From 40d438eeaff61c487b960d6e40ed372caed6cda6 Mon Sep 17 00:00:00 2001
From: David Wehr <dawehr@iastate.edu>
Date: Tue, 25 Apr 2017 20:45:15 -0500
Subject: [PATCH] Adds gyroscope compensation.

---
 quad/src/quad_app/control_algorithm.c         |  2 -
 quad/src/quad_app/sensor_processing.c         | 90 +++++++++++++++----
 quad/src/quad_app/type_def.h                  |  7 +-
 .../real_quad/src/hw_impl_zybo_optical_flow.c | 52 +++++------
 4 files changed, 102 insertions(+), 49 deletions(-)

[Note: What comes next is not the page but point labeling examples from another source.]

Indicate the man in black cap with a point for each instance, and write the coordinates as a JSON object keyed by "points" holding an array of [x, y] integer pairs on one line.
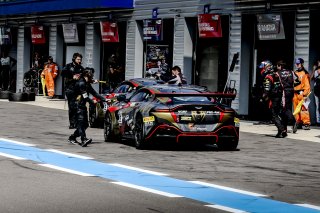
{"points": [[71, 73]]}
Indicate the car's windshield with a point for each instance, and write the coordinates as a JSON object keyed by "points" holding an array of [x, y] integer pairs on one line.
{"points": [[185, 99]]}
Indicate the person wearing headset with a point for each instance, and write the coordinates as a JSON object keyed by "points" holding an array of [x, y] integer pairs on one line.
{"points": [[71, 74]]}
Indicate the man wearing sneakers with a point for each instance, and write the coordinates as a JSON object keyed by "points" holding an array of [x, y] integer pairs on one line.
{"points": [[82, 90], [272, 93], [288, 80]]}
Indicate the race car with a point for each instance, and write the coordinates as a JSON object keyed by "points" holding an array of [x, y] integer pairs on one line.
{"points": [[169, 113], [128, 87]]}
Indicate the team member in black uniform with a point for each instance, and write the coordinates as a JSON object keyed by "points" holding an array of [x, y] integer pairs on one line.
{"points": [[82, 90], [71, 73], [273, 92]]}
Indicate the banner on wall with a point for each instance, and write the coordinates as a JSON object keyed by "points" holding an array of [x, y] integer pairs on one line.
{"points": [[38, 35], [5, 36], [70, 33], [209, 26], [109, 31], [157, 59], [152, 29], [270, 27]]}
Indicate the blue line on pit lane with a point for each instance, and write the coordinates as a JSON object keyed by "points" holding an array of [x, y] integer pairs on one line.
{"points": [[183, 188]]}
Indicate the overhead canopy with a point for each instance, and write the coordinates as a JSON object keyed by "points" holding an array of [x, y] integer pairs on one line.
{"points": [[16, 7]]}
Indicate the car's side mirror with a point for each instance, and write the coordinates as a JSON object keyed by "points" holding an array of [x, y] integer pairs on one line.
{"points": [[121, 98]]}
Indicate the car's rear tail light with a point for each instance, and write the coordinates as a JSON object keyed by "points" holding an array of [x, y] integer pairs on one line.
{"points": [[174, 116], [162, 110]]}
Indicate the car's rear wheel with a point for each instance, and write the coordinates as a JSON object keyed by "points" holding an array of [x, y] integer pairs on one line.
{"points": [[228, 145], [108, 129], [139, 137]]}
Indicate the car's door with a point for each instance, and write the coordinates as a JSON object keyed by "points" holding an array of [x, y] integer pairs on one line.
{"points": [[127, 114]]}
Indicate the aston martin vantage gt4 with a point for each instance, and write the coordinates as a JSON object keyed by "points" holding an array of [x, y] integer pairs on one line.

diff --git a/quad/src/quad_app/control_algorithm.c b/quad/src/quad_app/control_algorithm.c
index 05e4b4b74..7654903b8 100644
--- a/quad/src/quad_app/control_algorithm.c
+++ b/quad/src/quad_app/control_algorithm.c
@@ -80,7 +80,6 @@ int control_algorithm_init(parameter_t * ps)
     ps->flow_vel_x = graph_add_defined_block(graph, BLOCK_CONSTANT, "Flow Vel X");
     ps->flow_vel_y = graph_add_defined_block(graph, BLOCK_CONSTANT, "Flow Vel Y");
     ps->flow_quality = graph_add_defined_block(graph, BLOCK_CONSTANT, "Flow Quality");
-    ps->flow_distance = graph_add_defined_block(graph, BLOCK_CONSTANT, "Flow Distance");
     // Sensor trims
     ps->pitch_trim = graph_add_defined_block(graph, BLOCK_CONSTANT, "Pitch trim");
     ps->pitch_trim_add = graph_add_defined_block(graph, BLOCK_ADD, "Pitch trim add");
@@ -478,7 +477,6 @@ int control_algorithm_init(parameter_t * ps)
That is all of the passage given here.